The woman who greeted me had on a name tag which identified her as a herbalist. I told her that my barber had suggested I get an eye cream to tighten up the skin a little. "The name was Zia."

"Was it Zia for men?"

"I assume so. It was a really squat little jar, dark blue."

"Let's look at the other Zia products." Having already established that I was here on the advice of my barber, and not just dropping in to browse women's cosmetics, I pointed to the little blue pot: "That's the one."

She put a dab on the back on her hand and smeared it around. Then she put a dab on the back of my hand and I imitated her. It's like when you use a cleaning product you want to test it on a neutral surface before you try it on the expensive tile. Thinking I was continuing to imitate her I dipped a forefinger into the cream and rubbed it under my eye.

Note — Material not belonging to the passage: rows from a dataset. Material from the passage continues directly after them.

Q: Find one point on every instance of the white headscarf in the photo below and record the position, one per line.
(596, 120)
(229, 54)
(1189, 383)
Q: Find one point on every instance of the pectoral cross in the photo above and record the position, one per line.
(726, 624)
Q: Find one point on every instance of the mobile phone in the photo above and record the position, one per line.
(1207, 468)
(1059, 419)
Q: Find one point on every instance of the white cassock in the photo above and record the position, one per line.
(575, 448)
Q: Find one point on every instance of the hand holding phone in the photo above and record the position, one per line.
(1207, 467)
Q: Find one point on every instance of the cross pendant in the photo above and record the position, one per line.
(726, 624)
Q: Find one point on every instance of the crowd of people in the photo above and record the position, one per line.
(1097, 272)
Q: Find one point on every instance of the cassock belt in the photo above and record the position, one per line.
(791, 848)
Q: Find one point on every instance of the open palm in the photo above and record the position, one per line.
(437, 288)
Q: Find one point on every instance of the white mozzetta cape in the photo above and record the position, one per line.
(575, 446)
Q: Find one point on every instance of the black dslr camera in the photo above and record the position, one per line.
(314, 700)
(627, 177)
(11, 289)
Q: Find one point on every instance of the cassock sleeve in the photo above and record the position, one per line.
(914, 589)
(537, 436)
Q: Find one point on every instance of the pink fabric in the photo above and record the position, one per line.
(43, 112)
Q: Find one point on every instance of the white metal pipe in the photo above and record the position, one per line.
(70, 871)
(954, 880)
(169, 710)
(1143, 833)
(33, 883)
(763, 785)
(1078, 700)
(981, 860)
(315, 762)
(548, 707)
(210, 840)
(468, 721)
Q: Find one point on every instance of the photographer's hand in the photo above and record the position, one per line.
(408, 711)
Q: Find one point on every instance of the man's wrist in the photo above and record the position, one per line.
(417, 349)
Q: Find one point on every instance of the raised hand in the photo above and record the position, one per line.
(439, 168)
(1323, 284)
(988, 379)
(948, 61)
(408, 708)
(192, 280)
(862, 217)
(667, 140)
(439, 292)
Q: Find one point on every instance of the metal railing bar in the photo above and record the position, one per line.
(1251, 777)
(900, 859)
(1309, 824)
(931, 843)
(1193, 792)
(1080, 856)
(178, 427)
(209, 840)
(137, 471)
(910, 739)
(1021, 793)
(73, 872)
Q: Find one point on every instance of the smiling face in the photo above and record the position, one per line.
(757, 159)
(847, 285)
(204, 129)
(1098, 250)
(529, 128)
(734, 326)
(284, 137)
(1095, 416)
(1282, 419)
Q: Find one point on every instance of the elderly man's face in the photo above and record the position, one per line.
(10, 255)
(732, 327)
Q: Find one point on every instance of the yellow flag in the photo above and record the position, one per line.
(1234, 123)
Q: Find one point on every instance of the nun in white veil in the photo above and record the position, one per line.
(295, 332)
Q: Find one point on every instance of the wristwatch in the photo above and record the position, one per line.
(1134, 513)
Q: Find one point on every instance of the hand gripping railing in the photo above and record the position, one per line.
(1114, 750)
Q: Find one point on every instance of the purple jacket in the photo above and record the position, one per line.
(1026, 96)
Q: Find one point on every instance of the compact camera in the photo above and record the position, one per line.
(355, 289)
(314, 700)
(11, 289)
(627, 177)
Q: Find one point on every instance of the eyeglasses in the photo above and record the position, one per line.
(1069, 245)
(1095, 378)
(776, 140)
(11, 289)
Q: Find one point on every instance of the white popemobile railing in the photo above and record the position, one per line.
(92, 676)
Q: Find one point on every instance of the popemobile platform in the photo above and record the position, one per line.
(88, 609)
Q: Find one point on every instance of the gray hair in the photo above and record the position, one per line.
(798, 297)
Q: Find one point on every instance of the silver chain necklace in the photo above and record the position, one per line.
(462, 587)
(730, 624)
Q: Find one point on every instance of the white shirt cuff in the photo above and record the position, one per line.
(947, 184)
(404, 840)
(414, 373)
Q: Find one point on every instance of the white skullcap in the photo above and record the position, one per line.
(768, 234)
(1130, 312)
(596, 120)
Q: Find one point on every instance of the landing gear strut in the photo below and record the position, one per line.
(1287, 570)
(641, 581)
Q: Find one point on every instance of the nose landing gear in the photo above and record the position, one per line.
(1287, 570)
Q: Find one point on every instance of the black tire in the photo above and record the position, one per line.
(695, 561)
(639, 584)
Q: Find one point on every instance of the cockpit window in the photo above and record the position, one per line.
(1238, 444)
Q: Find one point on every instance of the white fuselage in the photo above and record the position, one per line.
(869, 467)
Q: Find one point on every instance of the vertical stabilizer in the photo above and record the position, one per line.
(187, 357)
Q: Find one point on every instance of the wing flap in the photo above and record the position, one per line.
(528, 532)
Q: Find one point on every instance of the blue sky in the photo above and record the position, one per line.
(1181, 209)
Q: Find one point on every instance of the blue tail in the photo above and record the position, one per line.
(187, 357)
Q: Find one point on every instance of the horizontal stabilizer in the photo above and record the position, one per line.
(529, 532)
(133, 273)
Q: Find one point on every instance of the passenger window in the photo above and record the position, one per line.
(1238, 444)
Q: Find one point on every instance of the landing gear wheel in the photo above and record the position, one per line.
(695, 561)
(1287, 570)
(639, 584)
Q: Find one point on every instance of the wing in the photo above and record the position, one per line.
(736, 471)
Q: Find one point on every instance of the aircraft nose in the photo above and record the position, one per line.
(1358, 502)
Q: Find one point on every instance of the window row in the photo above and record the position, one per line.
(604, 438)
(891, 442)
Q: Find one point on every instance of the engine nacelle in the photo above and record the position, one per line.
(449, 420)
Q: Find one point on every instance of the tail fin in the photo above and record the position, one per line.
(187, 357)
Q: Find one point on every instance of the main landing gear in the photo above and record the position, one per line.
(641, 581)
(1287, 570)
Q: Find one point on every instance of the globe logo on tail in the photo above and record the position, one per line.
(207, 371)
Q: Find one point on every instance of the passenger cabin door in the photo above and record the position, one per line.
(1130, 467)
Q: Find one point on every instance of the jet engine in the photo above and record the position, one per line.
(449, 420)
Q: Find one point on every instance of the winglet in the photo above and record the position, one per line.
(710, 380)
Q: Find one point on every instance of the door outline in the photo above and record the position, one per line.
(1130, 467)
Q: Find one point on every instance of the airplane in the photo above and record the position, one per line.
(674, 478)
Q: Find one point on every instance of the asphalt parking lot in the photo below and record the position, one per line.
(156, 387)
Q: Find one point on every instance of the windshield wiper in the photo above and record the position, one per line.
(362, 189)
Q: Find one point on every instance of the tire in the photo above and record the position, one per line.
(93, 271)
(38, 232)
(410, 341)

"That's too hard," she said. "You don't really rub it. You dab it, like this. And try using your ring finger. The index and middle are too aggressive."

This was a woman who prizes a differentiated touch. She explained to me that the area just under the eye is very thin and easily stretched, so one should not rub it. I tried it again, this time with my ring finger, and dapped the cream under my eyes. Because I'm a bodyworker I know that information, but wasn't really connecting it, being too preoccupied with my storyteller side, which was seeing the entire episode from the dreaming mind.

"There are other areas like that," I said. I was thinking of the muscle tissue above a woman's breasts, which is rather analogous to what she was describing as beneath the eye.

Of course what was in my mind was not part of the communication, and therefore not associated with any meaning for her. The only meaning was the response, which was that she led me over to a sample drawer and gave me a bunch of free stuff. I paid her cash so as to leave no paper trail attesting to my buying this product.

Then I walked over the hill, in the early afternoon sunshine, with my bag of youth restoration magic. Sometimes having a moment is enough, if you stay awake inside of it.